As I have said earlier, it is curious that Order XLI of the Rules which deals generally with applications for stay of execution and proceedings did not apply the conditions for stay of execution to applications for stay of proceedings. I am unable to comprehend the wisdom of the Rules Committee for doing so but the fact that it did so cannot escape the mind of this court. Did they intend to set strict conditions for stay of execution? Yes, they did. Since they did not apply the same conditions to applications for stay of proceedings is any ones guess. In my view, they did not want to apply the same strict principles to applications for stay of proceedings. They left that to the wisdom of the court. It was, therefore, incorrect for Mr. Ngatia to argue, as he did, that the Appellant before me was bound to show that he stood to suffer substantial loss. No such obligation was placed upon him by the Rules.

However, the fact that the Rules Committee left the matter of stay of proceedings to the court does not imply that the court will decide the same on caprice. The court is always bound to decide cases before it on sound judicial principles, and exercise its discretion judiciously.

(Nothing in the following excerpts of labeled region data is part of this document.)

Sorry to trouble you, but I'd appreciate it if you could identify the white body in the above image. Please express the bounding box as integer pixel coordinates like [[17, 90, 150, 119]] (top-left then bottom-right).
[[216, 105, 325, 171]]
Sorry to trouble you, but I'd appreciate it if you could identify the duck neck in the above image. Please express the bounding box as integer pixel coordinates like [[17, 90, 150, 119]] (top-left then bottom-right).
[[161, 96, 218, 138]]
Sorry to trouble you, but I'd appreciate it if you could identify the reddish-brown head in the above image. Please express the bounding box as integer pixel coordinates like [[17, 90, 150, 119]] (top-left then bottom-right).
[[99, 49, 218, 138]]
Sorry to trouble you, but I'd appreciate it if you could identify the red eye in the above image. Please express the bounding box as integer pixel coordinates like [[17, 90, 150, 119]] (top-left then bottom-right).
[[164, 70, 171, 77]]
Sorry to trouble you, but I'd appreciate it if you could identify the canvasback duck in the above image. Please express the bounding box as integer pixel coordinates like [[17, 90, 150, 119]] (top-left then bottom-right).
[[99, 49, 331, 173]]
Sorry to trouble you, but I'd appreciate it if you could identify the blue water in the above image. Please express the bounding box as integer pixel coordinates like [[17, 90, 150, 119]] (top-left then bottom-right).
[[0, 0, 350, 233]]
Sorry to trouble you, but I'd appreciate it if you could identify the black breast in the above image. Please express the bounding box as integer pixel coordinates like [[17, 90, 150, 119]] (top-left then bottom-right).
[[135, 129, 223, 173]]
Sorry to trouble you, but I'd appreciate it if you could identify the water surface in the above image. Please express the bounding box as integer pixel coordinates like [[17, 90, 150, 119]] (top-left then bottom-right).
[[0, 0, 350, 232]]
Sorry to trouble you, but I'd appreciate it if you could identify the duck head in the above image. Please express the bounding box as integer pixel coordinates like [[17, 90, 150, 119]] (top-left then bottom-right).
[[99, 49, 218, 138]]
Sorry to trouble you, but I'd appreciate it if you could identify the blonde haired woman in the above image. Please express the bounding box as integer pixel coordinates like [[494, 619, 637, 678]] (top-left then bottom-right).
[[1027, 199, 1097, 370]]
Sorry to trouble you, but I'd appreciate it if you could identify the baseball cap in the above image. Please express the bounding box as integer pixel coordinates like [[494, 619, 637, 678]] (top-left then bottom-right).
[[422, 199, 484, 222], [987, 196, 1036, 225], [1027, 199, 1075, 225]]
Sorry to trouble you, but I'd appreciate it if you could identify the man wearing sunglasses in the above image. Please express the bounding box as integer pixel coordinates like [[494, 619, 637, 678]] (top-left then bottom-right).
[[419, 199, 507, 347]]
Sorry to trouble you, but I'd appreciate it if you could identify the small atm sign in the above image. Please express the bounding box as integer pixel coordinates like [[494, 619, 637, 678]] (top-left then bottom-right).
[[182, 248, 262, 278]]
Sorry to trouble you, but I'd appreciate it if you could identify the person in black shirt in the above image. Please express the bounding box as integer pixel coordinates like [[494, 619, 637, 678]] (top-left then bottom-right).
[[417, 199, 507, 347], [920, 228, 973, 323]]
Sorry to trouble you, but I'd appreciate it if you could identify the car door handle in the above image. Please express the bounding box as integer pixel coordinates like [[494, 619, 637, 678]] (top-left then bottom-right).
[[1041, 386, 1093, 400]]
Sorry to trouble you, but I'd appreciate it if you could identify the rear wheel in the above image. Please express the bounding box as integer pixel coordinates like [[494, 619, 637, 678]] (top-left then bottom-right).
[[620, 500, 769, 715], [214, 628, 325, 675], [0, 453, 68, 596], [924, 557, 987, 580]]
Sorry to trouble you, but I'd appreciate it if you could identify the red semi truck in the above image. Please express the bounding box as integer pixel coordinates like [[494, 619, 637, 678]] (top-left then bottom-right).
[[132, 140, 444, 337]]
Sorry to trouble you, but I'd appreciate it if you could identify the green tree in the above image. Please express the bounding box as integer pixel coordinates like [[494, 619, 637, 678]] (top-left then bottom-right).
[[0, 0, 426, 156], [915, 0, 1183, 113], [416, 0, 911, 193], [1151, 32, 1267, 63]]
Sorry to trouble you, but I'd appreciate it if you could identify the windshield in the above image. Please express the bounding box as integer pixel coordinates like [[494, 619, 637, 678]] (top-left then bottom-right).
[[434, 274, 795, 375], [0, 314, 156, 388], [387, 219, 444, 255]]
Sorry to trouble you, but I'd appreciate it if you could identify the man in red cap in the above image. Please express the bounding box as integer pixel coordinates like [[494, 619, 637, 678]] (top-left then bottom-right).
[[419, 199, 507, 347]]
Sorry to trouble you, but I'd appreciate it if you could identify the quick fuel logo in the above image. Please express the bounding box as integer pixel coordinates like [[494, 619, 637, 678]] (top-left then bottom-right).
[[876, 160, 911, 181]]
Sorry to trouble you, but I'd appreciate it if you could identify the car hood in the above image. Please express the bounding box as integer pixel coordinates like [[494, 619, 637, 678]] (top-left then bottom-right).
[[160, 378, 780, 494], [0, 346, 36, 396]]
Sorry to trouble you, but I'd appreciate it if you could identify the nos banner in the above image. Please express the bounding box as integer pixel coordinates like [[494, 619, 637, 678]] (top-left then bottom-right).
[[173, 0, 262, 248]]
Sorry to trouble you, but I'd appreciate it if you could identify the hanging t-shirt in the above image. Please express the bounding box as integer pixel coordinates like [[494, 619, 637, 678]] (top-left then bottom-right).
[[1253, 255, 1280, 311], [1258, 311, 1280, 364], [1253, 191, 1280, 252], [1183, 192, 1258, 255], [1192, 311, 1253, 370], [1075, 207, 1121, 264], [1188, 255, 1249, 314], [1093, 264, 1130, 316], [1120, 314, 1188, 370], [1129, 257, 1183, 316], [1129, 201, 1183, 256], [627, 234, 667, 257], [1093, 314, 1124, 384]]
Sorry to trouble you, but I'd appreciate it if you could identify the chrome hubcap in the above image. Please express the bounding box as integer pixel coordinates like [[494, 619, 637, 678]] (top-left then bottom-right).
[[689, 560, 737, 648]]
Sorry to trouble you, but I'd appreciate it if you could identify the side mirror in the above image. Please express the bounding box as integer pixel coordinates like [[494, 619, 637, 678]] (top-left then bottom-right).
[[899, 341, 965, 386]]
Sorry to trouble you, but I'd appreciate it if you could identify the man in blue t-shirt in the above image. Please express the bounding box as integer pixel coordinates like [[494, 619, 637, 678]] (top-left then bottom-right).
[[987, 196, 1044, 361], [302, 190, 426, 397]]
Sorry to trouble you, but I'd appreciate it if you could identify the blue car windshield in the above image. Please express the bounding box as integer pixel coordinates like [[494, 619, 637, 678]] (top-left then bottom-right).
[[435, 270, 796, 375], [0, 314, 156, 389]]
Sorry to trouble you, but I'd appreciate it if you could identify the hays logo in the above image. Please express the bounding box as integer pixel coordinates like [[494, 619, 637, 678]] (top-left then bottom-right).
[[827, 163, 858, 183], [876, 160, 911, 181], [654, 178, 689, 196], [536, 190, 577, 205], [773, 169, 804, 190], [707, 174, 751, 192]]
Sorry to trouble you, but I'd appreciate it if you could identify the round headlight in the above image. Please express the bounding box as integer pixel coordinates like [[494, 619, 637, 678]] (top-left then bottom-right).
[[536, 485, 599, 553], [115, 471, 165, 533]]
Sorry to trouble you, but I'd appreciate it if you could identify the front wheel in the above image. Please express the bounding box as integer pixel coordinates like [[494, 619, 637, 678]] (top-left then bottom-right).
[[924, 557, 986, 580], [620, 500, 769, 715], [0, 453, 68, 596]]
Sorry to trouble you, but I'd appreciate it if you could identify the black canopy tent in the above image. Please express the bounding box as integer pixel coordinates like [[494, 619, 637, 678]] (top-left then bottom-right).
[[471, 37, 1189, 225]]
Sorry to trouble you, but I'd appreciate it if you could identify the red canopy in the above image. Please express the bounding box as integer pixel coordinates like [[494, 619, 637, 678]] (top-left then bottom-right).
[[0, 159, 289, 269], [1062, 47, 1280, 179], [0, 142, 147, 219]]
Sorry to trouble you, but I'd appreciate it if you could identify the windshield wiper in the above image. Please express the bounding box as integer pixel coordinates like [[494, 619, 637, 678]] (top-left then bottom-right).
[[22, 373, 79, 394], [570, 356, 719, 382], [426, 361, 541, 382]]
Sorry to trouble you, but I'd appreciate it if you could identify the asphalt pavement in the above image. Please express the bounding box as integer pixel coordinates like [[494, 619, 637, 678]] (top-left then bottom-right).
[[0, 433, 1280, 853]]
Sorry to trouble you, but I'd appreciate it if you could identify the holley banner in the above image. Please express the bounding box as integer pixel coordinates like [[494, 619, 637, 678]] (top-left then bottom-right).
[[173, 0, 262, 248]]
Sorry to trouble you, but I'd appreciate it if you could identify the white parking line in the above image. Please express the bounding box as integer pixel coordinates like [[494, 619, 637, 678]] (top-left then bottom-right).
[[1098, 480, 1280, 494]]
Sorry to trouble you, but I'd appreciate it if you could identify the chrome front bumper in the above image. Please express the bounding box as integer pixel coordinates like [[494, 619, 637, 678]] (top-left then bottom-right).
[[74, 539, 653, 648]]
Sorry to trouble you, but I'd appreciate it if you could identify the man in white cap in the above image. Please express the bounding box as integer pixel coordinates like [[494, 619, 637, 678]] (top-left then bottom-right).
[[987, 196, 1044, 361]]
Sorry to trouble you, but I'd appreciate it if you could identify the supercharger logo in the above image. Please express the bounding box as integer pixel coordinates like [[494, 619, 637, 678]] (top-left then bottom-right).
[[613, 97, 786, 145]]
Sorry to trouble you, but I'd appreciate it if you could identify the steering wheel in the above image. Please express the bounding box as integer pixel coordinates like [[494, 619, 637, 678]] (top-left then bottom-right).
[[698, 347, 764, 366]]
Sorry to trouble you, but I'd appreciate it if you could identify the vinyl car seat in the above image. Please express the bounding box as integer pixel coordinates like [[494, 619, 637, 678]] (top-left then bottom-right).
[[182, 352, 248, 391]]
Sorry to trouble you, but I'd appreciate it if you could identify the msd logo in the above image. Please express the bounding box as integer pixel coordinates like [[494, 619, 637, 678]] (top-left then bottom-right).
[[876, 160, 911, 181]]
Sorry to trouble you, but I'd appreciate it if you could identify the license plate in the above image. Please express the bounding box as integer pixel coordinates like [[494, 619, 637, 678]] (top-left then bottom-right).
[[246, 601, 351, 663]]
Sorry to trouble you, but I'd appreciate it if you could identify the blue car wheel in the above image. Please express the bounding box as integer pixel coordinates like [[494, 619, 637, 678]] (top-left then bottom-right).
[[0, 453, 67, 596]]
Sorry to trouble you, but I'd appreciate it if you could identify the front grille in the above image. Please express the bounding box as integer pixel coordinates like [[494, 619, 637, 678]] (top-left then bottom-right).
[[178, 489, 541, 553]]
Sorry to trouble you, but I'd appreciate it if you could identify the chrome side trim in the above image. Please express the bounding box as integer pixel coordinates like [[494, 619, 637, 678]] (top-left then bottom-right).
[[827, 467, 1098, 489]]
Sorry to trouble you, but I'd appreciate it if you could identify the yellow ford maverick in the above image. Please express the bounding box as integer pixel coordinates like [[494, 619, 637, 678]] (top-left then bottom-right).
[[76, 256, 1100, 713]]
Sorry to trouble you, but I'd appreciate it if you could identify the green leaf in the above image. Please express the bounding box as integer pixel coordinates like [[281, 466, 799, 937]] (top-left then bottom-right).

I have considered the Rule under which the Court of Appeal decided the cases I have alluded to earlier. That Rule gives that court wide discretion on the matter but that court has over the years outlined the principles upon which the Court may exercise of its discretion. Having said this, I am left with one question to decide. Will the Appellant’s appeal be rendered nugatory if his application for stay is refused?

It is very hard to see how the Appellant’s appeal would be rendered nugatory if the proceedings in the Lower Court are stayed. Mr. Saende’s argument that if the proceedings in the Lower Court are allowed to go on, and his client’s appeal succeeds, there would have been a waste of judicial time. This is a sensible argument but the law is not, as was pointed out in the Silverstein case, always concerned with sense. The proceedings in the Lower Court may continue and even be determined but if the Appellant were to succeed in its appeal the proceedings in the Lower Court will be rendered unnecessary and the court hearing the appeal may make an appropriate order for costs to remedy that situation.

But as the Court of Appeal said in Silverstein case and it is worth repeating here that this Court is not laying down any principle that no order for stay of proceedings will ever be made. Each case must depend on its own facts.

Finally, Mr. Ngatia also argued that the Appellant’s application was contrary to a consent order entered into earlier but I do not propose to go into this aspect as nothing useful will be achieved thereby. I, therefore, dismiss the Appellant’s application dated 14th April, 2004 with costs.

Dated and delivered at Nairobi this 27th day of May, 2004.